Any night work tended to boost the adjusted odds of breast cancer 40 percent compared with never working nights, reported Johnni Hansen, PhD, and Christina F. Lassen, MD, both of the Danish Cancer Society in Copenhagen.
But that risk rose with more years of night shift work and a higher cumulative number of night shifts worked, more than doubling in risk for women who had the night shift most weeknights for at least 6 years.
The risk was particularly great for “morning people” who had to work intense night shifts, they reported online in Occupational and Environmental Medicine.
Night work seems to be on the rise worldwide, with 10 percent to 20 percent of the workforce in Western countries now working schedules that start after 5 p.m. and end before 9 a.m., the group noted.
Most, though not all, prior case-control and large prospective studies have also suggested a risk for breast cancer from such shift work.
“Night work can disrupt circadian rhythms, suppress production of the pineal hormone melatonin and result in sleep deprivation, all of which affect hundreds of metabolic and physiological processes, including hormone production, cell cycling and apoptosis, which in turn may increase the initiation, progression and growth of human tumors, including breast cancer,” they wrote.
As part of a larger study of occupational and non-occupational exposures and risks for cancer in the Danish military, Lassen’s group compared 218 cases of breast cancer to 899 matched controls within a nationwide cohort of 18,551 female military employees.
Night shift work, defined as lasting for at least 1 year but not including overtime, didn’t have a significant impact if women worked it only once or twice a week.
“This is consistent with the observation that one or two night shifts will not change the timing of melatonin production and thereby not initiate circadian disruption,” Hansen and Lassen noted.
But longer duration — night shift work at least three times a week — boosted risk.

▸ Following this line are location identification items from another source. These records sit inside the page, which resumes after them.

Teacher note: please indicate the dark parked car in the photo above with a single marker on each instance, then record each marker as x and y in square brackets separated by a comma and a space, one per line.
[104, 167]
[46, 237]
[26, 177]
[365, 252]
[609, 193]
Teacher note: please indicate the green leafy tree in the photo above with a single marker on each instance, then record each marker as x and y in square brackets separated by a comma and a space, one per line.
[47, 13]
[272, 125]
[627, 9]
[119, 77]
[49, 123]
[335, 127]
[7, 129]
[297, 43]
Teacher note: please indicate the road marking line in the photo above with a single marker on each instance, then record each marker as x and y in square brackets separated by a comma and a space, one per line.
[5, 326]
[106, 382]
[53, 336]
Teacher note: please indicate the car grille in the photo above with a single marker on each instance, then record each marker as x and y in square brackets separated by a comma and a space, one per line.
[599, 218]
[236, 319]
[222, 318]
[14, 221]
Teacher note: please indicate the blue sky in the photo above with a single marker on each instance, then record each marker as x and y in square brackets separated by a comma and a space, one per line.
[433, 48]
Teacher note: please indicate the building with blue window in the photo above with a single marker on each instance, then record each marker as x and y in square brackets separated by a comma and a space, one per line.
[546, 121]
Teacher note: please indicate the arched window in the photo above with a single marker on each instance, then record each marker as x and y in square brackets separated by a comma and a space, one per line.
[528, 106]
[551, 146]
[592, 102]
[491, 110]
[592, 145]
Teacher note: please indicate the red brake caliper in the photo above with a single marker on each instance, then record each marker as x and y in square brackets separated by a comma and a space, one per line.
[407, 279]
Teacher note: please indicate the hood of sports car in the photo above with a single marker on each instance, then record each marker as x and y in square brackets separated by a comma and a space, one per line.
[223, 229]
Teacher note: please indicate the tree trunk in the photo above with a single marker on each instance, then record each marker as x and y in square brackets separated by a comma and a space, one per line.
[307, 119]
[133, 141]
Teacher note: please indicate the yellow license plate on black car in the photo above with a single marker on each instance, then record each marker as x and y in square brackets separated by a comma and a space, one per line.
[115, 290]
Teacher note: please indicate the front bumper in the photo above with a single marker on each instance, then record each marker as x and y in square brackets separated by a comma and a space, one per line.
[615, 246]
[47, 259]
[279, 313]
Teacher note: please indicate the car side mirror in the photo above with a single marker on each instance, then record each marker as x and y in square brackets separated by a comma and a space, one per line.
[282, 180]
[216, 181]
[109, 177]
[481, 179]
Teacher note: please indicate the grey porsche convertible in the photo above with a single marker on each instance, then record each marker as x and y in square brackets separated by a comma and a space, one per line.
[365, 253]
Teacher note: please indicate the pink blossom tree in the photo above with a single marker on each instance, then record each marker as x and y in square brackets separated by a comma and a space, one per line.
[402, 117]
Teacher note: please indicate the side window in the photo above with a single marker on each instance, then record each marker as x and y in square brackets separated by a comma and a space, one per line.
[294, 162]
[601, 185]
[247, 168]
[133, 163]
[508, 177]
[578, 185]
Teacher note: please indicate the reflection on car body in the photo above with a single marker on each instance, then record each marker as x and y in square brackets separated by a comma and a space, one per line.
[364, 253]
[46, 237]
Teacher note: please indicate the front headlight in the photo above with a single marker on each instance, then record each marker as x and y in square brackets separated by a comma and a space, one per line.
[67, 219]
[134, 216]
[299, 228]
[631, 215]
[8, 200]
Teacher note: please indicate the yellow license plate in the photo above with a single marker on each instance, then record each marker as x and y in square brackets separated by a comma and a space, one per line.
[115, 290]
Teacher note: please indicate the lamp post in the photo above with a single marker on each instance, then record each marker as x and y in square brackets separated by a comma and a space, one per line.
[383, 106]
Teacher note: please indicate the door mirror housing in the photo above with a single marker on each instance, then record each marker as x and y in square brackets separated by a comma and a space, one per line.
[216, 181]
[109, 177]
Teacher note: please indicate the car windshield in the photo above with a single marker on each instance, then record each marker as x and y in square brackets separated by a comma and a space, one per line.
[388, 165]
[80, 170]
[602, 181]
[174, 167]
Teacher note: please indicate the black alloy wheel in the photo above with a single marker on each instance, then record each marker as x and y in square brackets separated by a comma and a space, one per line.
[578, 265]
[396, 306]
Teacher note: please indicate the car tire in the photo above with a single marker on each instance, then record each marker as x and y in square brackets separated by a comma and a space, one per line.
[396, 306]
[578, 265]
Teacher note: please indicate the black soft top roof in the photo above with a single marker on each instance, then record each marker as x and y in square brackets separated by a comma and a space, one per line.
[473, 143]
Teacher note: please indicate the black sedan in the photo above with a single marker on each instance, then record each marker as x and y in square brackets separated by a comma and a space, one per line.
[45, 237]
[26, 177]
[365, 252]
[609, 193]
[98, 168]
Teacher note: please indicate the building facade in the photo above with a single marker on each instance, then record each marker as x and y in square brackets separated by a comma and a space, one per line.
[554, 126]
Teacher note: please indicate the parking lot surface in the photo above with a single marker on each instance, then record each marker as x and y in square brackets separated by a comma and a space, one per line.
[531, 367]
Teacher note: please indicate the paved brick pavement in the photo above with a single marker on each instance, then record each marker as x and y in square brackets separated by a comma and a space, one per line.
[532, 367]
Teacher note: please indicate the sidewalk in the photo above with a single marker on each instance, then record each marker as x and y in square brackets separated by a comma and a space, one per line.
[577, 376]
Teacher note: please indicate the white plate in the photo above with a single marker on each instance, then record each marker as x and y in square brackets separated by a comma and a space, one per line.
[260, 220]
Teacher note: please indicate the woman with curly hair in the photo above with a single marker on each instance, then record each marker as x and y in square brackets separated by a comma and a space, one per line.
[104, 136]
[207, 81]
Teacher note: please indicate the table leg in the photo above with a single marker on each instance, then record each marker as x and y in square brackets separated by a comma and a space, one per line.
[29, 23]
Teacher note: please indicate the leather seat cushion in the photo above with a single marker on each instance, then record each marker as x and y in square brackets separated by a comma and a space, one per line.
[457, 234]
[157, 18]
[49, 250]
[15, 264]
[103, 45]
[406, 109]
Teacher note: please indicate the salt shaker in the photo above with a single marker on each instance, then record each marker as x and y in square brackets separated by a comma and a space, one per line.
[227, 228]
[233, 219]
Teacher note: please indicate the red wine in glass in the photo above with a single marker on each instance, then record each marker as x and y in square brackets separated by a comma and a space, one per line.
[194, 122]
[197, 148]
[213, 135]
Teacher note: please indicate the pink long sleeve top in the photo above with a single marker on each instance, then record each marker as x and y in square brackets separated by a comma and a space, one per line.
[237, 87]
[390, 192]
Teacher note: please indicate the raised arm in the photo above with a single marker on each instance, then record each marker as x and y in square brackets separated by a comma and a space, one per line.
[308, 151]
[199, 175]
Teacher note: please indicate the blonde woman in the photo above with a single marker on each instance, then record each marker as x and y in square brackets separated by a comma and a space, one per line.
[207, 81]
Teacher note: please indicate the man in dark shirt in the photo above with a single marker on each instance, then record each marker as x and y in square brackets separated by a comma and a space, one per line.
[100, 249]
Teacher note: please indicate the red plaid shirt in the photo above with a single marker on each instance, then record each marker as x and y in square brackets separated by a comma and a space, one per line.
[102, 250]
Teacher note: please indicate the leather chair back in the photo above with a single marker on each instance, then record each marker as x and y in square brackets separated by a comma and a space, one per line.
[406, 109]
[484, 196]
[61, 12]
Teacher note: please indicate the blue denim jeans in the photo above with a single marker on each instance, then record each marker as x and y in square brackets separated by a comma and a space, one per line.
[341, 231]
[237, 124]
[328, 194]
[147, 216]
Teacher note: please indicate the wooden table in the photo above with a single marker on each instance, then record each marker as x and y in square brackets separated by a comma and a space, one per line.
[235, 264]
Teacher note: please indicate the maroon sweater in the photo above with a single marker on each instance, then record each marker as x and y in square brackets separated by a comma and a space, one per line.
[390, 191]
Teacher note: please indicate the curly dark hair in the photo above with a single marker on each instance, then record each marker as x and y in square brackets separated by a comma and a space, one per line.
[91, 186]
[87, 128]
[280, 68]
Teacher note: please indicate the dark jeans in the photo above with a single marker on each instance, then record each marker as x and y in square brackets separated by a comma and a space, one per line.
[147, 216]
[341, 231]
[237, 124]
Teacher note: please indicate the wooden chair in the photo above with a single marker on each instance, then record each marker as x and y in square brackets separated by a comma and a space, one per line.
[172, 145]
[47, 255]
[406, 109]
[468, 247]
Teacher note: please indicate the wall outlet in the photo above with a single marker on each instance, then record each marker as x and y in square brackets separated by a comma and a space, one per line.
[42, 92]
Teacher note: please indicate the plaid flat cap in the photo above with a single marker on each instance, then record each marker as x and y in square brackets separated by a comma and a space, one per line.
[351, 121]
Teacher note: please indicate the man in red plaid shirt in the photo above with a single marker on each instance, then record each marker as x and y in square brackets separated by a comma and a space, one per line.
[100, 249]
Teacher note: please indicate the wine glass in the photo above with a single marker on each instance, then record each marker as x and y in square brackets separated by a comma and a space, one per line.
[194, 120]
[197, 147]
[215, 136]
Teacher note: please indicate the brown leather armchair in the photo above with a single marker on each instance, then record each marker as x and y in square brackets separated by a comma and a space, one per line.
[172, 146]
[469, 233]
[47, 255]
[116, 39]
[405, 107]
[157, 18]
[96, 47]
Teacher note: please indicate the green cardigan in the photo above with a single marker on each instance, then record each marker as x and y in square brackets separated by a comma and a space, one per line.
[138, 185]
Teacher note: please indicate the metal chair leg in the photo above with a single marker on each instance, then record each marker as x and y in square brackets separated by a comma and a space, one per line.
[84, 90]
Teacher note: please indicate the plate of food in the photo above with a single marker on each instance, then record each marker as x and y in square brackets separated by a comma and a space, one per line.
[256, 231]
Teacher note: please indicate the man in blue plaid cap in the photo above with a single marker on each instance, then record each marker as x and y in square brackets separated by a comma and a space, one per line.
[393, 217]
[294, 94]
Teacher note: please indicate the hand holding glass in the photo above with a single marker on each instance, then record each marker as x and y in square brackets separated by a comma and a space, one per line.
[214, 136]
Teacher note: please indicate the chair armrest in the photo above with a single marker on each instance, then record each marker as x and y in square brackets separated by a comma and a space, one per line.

The odds were 2.1 times higher for 6 to less than 15 years on that schedule and 2.5 times greater with 15 or more years of at least three nights a week, both statistically significant adjusted risks compared with never being on the night shift.
The risk rose with greater cumulative exposure too.
Self-selection bias has been suggested as a possible explanation for these associations if “night owls” are more likely to accept or stay on the night shift and are more genetically susceptible to breast cancer than “larks”, women who prefer mornings.
However, the study showed greater risk actually among the larks than among the night owls.
Inadequate vitamin D from missing out on sun exposure by working nights has also been proposed as a mechanism.
Again, though, the study did not favor that explanation, finding that the night workers were more likely to report sunbathing.
Further exploration is warranted in larger studies, the researchers argued.
They cautioned that this retrospective study may have suffered from potential recall bias. Another limitation was the modest rate of participation of military members in the questionnaire the study was based on.
Also, women who had died from breast cancer were not included, which may have underestimated the associations.